Les chrétiens sont accusés d’avoir mis le feu au palais de Nicomédie.

Ses craintes furent augmentées par un danger auquel il n’échappa qu’avec peine. Dans l’espace de quinze jours le feu prit deux fois au palais de Nicomédie, même à la chambre de Dioclétien ; et quoique ces deux fois on l’éteignît avant qu’il eût causé aucun dommage considérable, ce renouvellement singulier du même accident parut, avec raison, une preuve évidente qu’il n’avait point été l’effet du hasard ou de la négligence. Le soupçon tombait naturellement sur les chrétiens.

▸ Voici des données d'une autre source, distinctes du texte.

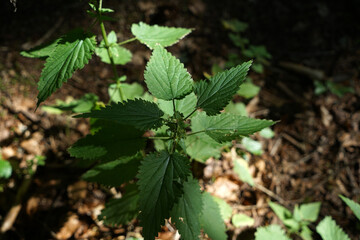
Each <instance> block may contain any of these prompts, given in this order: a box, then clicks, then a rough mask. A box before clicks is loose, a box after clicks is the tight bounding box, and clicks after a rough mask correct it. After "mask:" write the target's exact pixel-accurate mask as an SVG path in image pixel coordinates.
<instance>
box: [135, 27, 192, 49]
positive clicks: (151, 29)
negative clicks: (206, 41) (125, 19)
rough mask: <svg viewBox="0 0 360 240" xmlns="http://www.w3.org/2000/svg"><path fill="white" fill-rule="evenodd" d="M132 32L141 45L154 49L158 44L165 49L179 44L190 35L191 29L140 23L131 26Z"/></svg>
mask: <svg viewBox="0 0 360 240" xmlns="http://www.w3.org/2000/svg"><path fill="white" fill-rule="evenodd" d="M131 32H132V34H134V35H135V36H136V38H137V39H138V40H139V41H140V42H141V43H143V44H145V45H146V46H148V47H149V48H150V49H153V48H155V45H156V44H157V43H158V44H160V45H161V46H163V47H168V46H171V45H173V44H175V43H177V42H178V41H179V40H180V39H182V38H184V37H185V36H186V35H188V34H189V33H190V32H191V29H186V28H174V27H162V26H158V25H153V26H150V25H147V24H146V23H143V22H140V23H138V24H133V25H132V26H131Z"/></svg>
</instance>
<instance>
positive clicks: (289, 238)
mask: <svg viewBox="0 0 360 240" xmlns="http://www.w3.org/2000/svg"><path fill="white" fill-rule="evenodd" d="M255 240H290V238H288V237H287V236H286V234H285V232H284V230H282V229H281V227H280V226H279V225H270V226H267V227H259V228H257V229H256V233H255Z"/></svg>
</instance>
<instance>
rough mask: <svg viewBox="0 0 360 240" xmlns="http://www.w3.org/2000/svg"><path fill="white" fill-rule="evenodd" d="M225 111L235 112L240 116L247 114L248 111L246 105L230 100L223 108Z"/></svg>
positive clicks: (242, 103)
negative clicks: (237, 102) (245, 105)
mask: <svg viewBox="0 0 360 240" xmlns="http://www.w3.org/2000/svg"><path fill="white" fill-rule="evenodd" d="M225 112H226V113H232V114H236V115H240V116H245V117H247V116H248V113H247V111H246V106H245V104H244V103H233V102H230V103H229V104H228V105H227V106H226V108H225Z"/></svg>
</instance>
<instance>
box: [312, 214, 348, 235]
mask: <svg viewBox="0 0 360 240" xmlns="http://www.w3.org/2000/svg"><path fill="white" fill-rule="evenodd" d="M316 231H317V232H318V233H319V234H320V236H321V237H322V239H323V240H350V238H349V236H348V235H347V234H346V233H345V232H344V231H343V230H342V229H341V228H340V227H339V226H338V225H336V222H335V221H334V220H333V219H332V218H331V217H330V216H327V217H325V218H324V219H323V220H322V221H321V222H320V223H319V225H317V227H316Z"/></svg>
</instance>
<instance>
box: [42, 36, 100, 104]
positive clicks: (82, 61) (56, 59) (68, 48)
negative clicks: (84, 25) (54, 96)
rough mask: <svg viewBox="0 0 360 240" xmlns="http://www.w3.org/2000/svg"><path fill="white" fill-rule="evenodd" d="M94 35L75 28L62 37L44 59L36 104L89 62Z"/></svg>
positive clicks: (93, 44) (93, 40) (66, 80)
mask: <svg viewBox="0 0 360 240" xmlns="http://www.w3.org/2000/svg"><path fill="white" fill-rule="evenodd" d="M95 44H96V42H95V37H94V36H91V35H88V34H85V33H84V32H83V30H75V31H72V32H70V33H68V34H67V35H65V36H64V37H62V38H61V39H60V40H59V42H58V44H57V46H56V48H55V50H54V51H52V52H51V54H50V55H49V57H48V58H47V59H46V63H45V67H44V69H43V71H42V72H41V76H40V81H39V82H38V90H39V94H38V96H37V98H38V102H37V106H39V105H40V103H41V102H43V101H45V99H47V98H48V97H49V96H50V95H51V94H52V93H53V92H55V90H56V89H57V88H60V87H61V85H62V83H63V82H66V81H67V80H68V79H69V78H70V77H71V76H72V74H73V73H74V72H75V71H76V70H77V69H81V68H83V67H84V66H85V64H87V63H88V62H89V59H90V58H91V55H92V54H93V52H94V49H95Z"/></svg>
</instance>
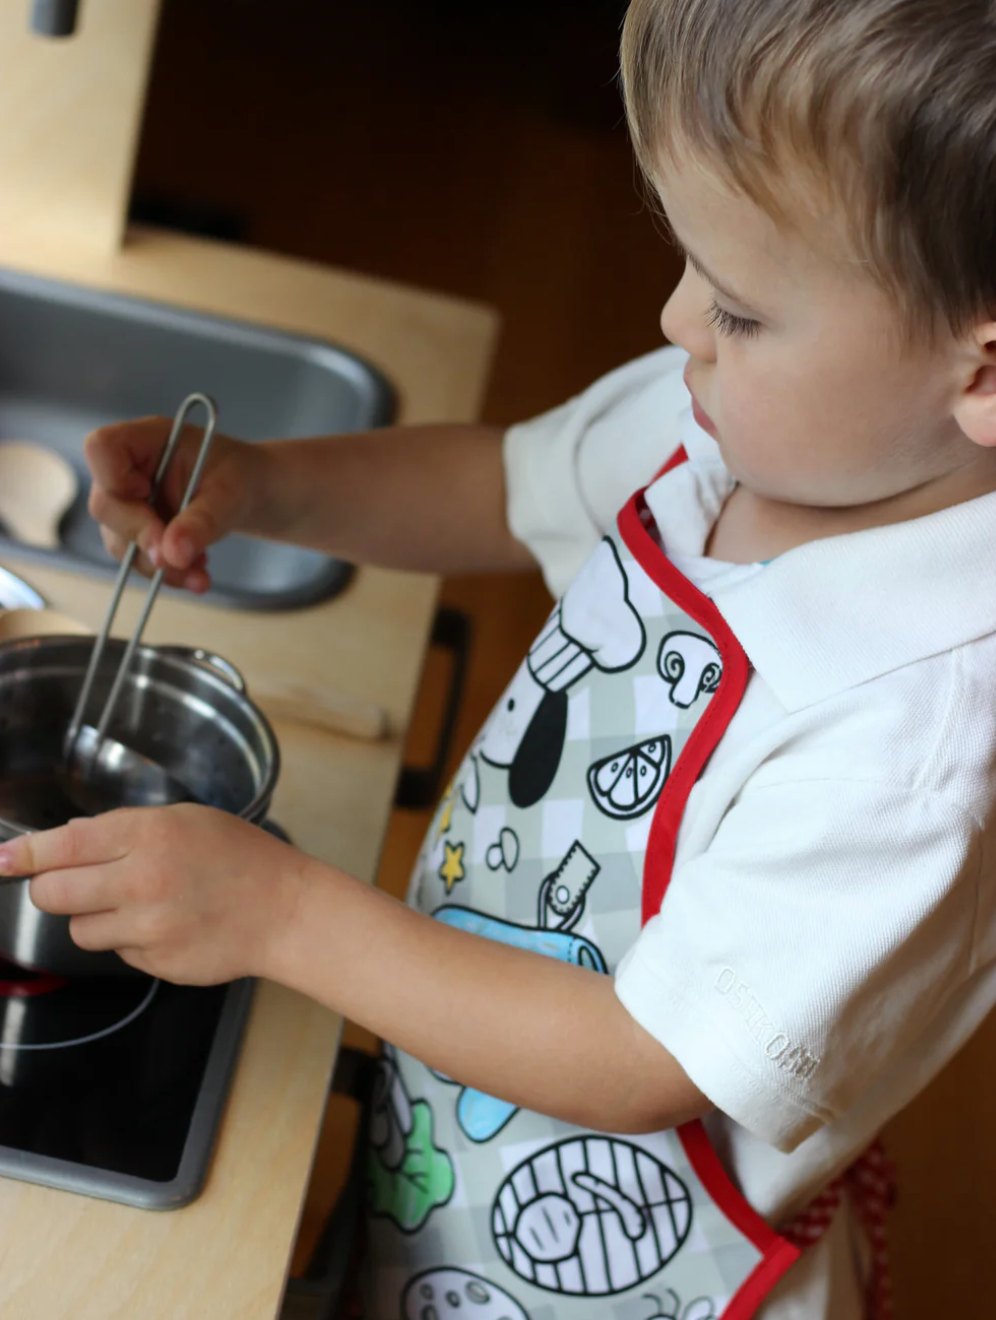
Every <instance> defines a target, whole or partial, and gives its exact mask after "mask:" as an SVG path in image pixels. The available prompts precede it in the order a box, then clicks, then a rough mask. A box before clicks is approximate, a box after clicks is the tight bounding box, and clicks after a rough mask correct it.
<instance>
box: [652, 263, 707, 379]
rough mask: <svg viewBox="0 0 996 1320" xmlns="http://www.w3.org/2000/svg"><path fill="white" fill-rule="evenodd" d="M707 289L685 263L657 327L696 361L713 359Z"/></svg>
mask: <svg viewBox="0 0 996 1320" xmlns="http://www.w3.org/2000/svg"><path fill="white" fill-rule="evenodd" d="M710 301H711V292H710V288H708V285H707V284H706V281H704V280H703V279H702V277H700V276H698V275H697V273H695V271H693V268H691V267H690V265H689V264H687V263H686V265H685V273H683V275H682V277H681V280H679V282H678V286H677V288H675V290H674V293H671V296H670V298H668V301H666V302H665V305H664V310H662V312H661V330H662V331H664V335H665V338H666V339H670V342H671V343H677V345H678V346H679V347H681V348H685V351H686V352H689V354H691V356H693V358H698V359H699V362H715V360H716V337H715V334H714V331H712V330H711V329H710V326H708V323H707V321H706V317H707V314H708V305H710Z"/></svg>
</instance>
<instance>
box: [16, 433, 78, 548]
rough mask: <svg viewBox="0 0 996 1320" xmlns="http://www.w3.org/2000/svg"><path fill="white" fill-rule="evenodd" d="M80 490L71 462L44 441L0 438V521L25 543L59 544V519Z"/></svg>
mask: <svg viewBox="0 0 996 1320" xmlns="http://www.w3.org/2000/svg"><path fill="white" fill-rule="evenodd" d="M78 490H79V479H78V477H77V473H75V469H74V467H73V465H71V463H70V462H69V461H67V459H65V458H63V457H62V454H57V453H55V450H54V449H49V447H47V446H46V445H34V444H32V441H28V440H5V441H3V442H0V521H1V523H3V524H4V527H5V528H7V531H8V532H9V533H11V536H12V537H13V539H15V540H17V541H22V543H24V544H25V545H38V546H42V548H44V549H46V550H57V549H58V546H59V523H61V521H62V519H63V516H65V515H66V511H67V510H69V508H70V507H71V504H73V500H74V499H75V498H77V491H78Z"/></svg>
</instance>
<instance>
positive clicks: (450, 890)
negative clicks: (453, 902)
mask: <svg viewBox="0 0 996 1320" xmlns="http://www.w3.org/2000/svg"><path fill="white" fill-rule="evenodd" d="M443 850H445V853H446V857H445V859H443V865H442V866H441V867H439V879H441V880H442V882H443V883H445V884H446V892H447V894H450V892H451V890H452V887H454V884H455V883H456V882H458V880H462V879H463V876H464V875H466V874H467V873H466V871H464V869H463V843H443Z"/></svg>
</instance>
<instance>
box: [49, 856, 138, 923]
mask: <svg viewBox="0 0 996 1320" xmlns="http://www.w3.org/2000/svg"><path fill="white" fill-rule="evenodd" d="M30 892H32V903H33V904H34V906H36V907H37V908H41V909H42V912H51V915H53V916H79V915H82V913H92V912H102V913H103V912H112V911H113V909H115V908H117V907H119V904H120V903H121V902H123V900H124V898H125V895H123V894H121V892H120V882H116V880H115V878H113V876H112V875H111V874H109V869H108V867H107V866H74V867H73V870H71V871H41V873H40V874H38V875H34V876H33V878H32V882H30Z"/></svg>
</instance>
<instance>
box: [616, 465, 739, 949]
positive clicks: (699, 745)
mask: <svg viewBox="0 0 996 1320" xmlns="http://www.w3.org/2000/svg"><path fill="white" fill-rule="evenodd" d="M682 453H683V450H678V454H682ZM678 454H675V455H674V457H675V458H678ZM645 508H646V504H645V502H644V495H642V491H640V492H637V494H636V495H633V498H632V499H631V500H629V503H628V504H627V506H625V507H624V508H623V511H621V513H620V515H619V533H620V536H621V537H623V540H624V541H625V544H627V546H628V548H629V550H631V553H632V554H633V557H635V558H636V561H637V564H638V565H640V568H641V569H642V570H644V572H645V573H646V576H648V577H649V578H650V579H652V581H653V582H654V583H656V585H657V586H658V587H660V589H661V590H662V591H664V594H665V595H666V597H668V598H669V599H671V601H674V603H675V605H677V606H679V607H681V609H682V610H685V612H686V614H687V615H689V616H690V618H693V619H694V620H695V623H698V624H700V627H703V628H706V630H707V631H708V632H710V634H711V635H712V639H714V640H715V643H716V645H718V647H719V653H720V657H722V660H723V677H722V678H720V680H719V688H718V689H716V692H715V696H714V697H712V700H711V701H710V704H708V706H707V708H706V711H704V714H703V715H702V718H700V719H699V722H698V725H697V726H695V729H694V730H693V731H691V734H690V737H689V741H687V742H686V743H685V748H683V751H682V754H681V756H679V758H678V762H677V764H675V766H674V768H673V770H671V772H670V775H669V776H668V783H666V784H665V785H664V791H662V793H661V797H660V800H658V803H657V809H656V810H654V816H653V824H652V825H650V838H649V841H648V845H646V861H645V863H644V892H642V919H641V920H642V924H646V921H649V920H650V917H652V916H657V913H658V912H660V911H661V903H662V902H664V895H665V891H666V888H668V883H669V880H670V876H671V867H673V865H674V845H675V841H677V838H678V826H679V825H681V820H682V816H683V814H685V805H686V803H687V800H689V793H690V792H691V789H693V787H694V784H695V780H697V779H698V777H699V775H700V774H702V768H703V767H704V764H706V762H707V760H708V758H710V756H711V755H712V751H714V748H715V746H716V743H718V742H719V739H720V738H722V737H723V734H724V733H726V729H727V725H728V723H730V721H731V719H732V718H733V714H735V711H736V708H737V706H739V705H740V702H741V700H743V696H744V692H745V689H747V680H748V676H749V672H751V663H749V660H748V659H747V655H745V652H744V648H743V647H741V645H740V643H739V642H737V639H736V636H735V635H733V631H732V628H731V627H730V624H728V623H727V622H726V619H724V618H723V615H722V614H720V612H719V610H718V609H716V607H715V605H714V603H712V602H711V601H710V598H708V597H707V595H704V594H703V593H702V591H699V590H698V587H695V586H693V585H691V582H689V579H687V578H686V577H683V576H682V574H681V573H679V572H678V570H677V569H675V566H674V565H673V564H671V561H670V560H669V558H668V556H666V554H665V553H664V550H662V549H661V548H660V546H658V545H657V543H656V541H654V539H653V536H652V535H650V532H649V531H648V528H646V525H645V524H644V520H642V513H644V510H645Z"/></svg>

On insinua, non sans quelque probabilité, que ces fanatiques, animés par le désespoir, irrités par leurs souffrances, et redoutant de nouvelles calamités, avaient conspiré avec leurs frères les eunuques du palais contre la vie des deux empereurs, qu’ils détestaient comme les ennemis irréconciliables de l’Église de Dieu. L’inquiétude et le ressentiment s’emparèrent de tous les esprits, et particulièrement de celui de Dioclétien. Plusieurs

  1. Lactance l’appelle seulement quidam, etsi non rectè, magno tamen animo, etc. c. 12. Eusèbe (l. VIII, c. 5) le décore des dignités du siècle. Ni l’un ni l’autre n’ont daigné rapporter son nom ; mais les Grecs célèbrent sa mémoire sous celui de Jean. Voyez Tillemont (Mém. ecclés., t. 5, part. II, p. 320).